On the Smoothness Constraints for Four-Dimensional Data Assimilation

An algorithm for determination of the weights of smoothness penalty constraints for the four-dimensional variational data assimilation technique is proposed and evaluated. To study the nature of smoothness penalty constraints, a simple nonlinear harmonic oscillator problem is first considered. Penalizing smoothness constraints is found to make the modified Hessian matrix of the cost function more positive definite, akin to the idea behind the modified line search Newtonʹs methods. However, the use of the derivative smoothness constraints with a fixed coefficient does not warrant uniform imposition of these constraints at every iteration.
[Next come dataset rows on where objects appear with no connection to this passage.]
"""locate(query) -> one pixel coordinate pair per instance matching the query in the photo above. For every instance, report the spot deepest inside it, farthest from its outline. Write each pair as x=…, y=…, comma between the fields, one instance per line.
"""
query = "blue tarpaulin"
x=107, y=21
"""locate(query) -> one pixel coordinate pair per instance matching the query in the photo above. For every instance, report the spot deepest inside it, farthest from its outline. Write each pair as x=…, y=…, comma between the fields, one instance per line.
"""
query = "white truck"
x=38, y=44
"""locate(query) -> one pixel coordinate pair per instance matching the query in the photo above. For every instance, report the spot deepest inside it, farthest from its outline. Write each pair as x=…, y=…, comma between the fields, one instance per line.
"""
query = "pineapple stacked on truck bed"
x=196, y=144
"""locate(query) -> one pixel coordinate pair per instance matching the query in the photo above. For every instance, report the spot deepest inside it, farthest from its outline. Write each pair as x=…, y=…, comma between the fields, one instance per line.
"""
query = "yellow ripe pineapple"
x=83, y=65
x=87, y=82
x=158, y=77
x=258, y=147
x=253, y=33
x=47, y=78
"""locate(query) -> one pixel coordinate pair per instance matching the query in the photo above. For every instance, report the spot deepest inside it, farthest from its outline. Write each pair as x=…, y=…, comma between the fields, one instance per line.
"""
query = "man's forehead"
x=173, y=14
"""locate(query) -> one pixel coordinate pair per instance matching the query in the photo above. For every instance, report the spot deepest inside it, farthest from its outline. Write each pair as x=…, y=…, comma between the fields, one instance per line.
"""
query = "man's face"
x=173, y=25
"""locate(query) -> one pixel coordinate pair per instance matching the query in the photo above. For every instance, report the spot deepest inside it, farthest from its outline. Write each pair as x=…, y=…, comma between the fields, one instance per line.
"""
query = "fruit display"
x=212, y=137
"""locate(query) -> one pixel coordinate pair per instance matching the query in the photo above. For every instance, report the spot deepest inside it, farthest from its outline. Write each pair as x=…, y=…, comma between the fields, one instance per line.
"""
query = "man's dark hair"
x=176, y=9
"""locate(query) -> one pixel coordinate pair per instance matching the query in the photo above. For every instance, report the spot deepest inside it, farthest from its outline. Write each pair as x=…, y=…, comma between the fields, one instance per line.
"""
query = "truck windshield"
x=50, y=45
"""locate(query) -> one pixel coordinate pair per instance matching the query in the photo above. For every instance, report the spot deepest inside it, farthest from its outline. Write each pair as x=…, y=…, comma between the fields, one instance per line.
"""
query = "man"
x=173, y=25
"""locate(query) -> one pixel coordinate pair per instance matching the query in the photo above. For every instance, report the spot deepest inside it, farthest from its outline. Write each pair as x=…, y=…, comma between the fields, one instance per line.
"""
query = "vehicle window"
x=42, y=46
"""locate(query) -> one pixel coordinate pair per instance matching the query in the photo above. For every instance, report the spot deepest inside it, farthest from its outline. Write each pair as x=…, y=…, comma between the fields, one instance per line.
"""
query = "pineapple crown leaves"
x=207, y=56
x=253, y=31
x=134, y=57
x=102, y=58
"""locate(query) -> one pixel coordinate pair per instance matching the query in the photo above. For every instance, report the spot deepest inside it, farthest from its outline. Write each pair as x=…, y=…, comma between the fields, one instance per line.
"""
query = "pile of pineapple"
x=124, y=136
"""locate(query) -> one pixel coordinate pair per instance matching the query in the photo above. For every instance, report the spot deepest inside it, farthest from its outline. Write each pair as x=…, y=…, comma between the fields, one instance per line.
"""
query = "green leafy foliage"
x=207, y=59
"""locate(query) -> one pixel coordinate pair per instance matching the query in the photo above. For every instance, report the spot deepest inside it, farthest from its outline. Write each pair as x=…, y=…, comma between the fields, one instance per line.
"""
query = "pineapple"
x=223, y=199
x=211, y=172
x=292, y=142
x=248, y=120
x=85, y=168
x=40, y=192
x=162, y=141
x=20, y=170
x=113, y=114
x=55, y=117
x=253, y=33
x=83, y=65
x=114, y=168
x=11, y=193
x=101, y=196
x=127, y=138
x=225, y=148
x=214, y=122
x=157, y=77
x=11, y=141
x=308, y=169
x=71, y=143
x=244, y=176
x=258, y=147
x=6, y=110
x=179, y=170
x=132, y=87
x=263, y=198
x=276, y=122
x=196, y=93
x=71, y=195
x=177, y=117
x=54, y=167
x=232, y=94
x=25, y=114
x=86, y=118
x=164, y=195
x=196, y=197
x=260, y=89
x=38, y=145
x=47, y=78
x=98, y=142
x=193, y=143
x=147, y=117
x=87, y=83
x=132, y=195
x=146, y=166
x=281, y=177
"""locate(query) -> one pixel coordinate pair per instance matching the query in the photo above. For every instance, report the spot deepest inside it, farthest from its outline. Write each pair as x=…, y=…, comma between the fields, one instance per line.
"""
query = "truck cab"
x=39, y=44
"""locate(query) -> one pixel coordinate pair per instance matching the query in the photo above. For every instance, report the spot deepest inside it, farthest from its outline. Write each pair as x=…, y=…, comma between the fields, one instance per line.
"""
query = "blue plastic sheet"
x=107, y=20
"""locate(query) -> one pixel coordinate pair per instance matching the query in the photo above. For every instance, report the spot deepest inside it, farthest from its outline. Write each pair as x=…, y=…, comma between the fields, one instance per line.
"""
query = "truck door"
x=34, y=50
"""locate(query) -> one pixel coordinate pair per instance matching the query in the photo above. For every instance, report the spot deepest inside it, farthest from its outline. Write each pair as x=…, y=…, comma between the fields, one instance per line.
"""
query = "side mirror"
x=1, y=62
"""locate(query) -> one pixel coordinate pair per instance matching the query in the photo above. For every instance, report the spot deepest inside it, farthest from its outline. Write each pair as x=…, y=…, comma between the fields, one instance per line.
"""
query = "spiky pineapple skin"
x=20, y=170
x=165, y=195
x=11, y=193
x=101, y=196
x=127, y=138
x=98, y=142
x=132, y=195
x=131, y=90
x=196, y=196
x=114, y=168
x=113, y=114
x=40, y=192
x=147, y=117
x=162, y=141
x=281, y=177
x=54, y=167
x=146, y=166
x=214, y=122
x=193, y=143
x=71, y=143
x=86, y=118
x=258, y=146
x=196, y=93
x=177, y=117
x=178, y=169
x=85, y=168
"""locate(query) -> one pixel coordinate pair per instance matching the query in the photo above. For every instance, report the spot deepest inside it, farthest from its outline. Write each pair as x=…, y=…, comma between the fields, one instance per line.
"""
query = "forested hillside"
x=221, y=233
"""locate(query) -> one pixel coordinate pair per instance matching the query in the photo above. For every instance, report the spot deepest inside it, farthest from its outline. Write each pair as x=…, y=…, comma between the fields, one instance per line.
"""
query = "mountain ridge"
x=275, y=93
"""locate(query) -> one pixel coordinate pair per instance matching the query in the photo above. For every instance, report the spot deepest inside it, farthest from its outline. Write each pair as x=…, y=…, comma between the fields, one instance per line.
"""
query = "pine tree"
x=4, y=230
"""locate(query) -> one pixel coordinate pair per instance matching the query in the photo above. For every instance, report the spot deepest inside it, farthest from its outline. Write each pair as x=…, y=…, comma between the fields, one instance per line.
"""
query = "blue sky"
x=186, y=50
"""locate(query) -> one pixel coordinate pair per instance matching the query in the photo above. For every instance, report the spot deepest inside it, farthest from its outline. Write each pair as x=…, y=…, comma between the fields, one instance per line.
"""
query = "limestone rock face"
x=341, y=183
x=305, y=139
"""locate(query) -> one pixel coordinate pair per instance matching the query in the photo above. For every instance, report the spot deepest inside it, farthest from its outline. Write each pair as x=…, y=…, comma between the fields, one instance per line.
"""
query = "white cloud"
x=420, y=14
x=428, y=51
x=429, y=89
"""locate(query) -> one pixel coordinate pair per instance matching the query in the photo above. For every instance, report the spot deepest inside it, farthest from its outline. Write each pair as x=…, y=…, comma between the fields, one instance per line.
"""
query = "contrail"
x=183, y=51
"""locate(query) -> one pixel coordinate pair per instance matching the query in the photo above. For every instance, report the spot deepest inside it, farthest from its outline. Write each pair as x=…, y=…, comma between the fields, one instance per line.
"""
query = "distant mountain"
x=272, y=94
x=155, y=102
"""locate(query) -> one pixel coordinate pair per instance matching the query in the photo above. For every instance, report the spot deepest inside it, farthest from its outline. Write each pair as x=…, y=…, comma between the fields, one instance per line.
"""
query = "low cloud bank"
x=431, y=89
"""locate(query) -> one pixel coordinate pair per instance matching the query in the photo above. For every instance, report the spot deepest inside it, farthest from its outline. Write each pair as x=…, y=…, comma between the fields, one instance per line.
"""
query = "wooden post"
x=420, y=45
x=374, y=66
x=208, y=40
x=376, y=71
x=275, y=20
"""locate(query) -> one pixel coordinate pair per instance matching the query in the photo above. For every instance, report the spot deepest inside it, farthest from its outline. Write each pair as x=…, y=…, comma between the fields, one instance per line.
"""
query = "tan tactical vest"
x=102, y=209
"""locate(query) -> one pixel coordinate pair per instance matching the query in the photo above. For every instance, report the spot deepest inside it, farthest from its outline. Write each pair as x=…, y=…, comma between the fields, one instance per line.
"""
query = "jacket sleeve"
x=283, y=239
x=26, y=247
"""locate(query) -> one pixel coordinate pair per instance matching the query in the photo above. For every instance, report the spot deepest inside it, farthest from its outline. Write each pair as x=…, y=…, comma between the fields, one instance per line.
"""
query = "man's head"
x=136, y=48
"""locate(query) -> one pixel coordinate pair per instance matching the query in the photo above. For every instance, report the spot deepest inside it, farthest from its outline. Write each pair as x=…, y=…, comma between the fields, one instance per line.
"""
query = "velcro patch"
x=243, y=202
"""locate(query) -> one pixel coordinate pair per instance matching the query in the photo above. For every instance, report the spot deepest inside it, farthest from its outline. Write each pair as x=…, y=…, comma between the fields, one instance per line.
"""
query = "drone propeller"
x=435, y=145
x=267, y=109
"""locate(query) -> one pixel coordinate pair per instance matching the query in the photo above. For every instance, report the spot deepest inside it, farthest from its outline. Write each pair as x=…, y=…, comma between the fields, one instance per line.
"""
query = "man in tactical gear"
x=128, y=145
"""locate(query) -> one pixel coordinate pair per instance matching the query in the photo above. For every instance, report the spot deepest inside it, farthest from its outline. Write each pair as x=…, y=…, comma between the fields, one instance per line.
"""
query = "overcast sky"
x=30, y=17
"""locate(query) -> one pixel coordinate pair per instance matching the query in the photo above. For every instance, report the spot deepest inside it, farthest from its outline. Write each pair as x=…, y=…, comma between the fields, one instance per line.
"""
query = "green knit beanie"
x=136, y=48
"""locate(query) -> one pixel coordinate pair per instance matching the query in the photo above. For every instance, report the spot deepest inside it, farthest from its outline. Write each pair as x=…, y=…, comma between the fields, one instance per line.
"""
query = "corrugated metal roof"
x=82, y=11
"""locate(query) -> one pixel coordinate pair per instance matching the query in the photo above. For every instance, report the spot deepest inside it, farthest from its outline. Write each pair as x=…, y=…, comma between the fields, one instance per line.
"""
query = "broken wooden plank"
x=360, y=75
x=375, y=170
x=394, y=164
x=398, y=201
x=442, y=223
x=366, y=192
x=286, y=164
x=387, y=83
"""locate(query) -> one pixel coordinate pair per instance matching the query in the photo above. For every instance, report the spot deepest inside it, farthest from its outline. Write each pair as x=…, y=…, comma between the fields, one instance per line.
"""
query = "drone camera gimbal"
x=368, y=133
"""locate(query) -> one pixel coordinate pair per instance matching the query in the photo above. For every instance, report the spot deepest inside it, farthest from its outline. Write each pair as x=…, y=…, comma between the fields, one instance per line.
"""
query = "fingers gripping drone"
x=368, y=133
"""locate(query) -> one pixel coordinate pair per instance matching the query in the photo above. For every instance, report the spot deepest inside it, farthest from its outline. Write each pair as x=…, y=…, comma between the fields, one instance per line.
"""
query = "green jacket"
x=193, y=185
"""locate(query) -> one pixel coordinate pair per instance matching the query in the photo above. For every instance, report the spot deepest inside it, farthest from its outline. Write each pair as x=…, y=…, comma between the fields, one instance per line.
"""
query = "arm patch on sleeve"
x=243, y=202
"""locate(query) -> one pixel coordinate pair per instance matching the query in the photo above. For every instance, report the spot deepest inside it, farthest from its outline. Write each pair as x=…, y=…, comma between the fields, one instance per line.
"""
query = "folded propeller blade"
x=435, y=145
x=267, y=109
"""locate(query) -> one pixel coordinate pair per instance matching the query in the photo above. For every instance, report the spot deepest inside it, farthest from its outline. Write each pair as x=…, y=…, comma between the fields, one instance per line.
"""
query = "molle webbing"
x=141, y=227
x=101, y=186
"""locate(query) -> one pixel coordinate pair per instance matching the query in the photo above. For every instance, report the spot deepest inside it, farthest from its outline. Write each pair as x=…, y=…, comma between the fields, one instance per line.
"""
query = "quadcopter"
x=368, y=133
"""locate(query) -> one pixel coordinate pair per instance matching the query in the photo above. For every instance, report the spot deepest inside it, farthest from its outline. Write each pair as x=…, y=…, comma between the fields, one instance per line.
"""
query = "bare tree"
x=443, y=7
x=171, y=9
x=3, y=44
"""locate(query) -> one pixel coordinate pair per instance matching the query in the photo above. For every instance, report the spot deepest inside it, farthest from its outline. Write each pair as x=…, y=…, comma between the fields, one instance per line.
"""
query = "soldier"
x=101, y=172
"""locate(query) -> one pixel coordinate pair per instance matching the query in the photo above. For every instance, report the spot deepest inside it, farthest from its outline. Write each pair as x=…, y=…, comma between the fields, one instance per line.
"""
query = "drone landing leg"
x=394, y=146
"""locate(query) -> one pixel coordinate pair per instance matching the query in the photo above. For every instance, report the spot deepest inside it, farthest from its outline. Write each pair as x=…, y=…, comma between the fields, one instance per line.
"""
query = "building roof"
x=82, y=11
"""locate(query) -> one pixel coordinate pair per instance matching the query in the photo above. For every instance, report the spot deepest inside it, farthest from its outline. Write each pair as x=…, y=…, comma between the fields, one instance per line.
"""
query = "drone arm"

A remedy is to control the ratio of the smoothness penalty function over the cost function, which can dramatically increase the positive definite area. On the other hand, the large smoothness coefficients obtained from this approach can deteriorate the convergence property of the minimization problem. Based on these observations, an algorithm for tuning the weights of smoothness constraints is proposed to overcome the aforementioned problems. The algorithm is first applied to a simple dynamic problem. It is then tested on the retrieval of microscale turbulent structures in a simulated convective boundary layer. This method is further evaluated on the retrieval of a strong meso-scale thunderstorm outflow from Doppler radar data. The results show that the algorithm yields efficient retrieval.